In conclusion, our study suggests that high levels of vitamin D may have a role in ARC, but the mechanisms behind these findings remain unclear. Further study is required to determine that vitamin D supplementation in infancy and pregnancy may have long-term effects on allergy development.

Conflict of interest

None of the authors have conflict of interest.

Ethical disclosuresPatients’ data protection

Confidentiality of Data. The authors declare that they have followed the protocols of their work centre on the publication of patient data and that all the patients included in the study have received sufficient information and have given their informed consent in writing to participate in that study.
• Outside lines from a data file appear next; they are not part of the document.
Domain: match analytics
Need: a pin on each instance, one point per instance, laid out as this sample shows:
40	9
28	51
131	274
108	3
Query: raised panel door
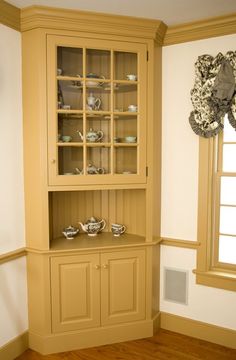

Right to privacy and informed consent

The authors have obtained the informed consent of the patients and/or subjects mentioned in the article. The author for correspondence is in possession of this document.

Protection of human subjects and animals in research

The authors declare that the procedures followed were in accordance with the regulations of the responsible Clinical Research Ethics Committee and in accordance with those of the World Medical Association and the Helsinki Declaration.

Acknowledgement

This study was supported by the Research Fund of the Abant Izzet Baysal University, Turkey (Project no: 2013.08.03.679).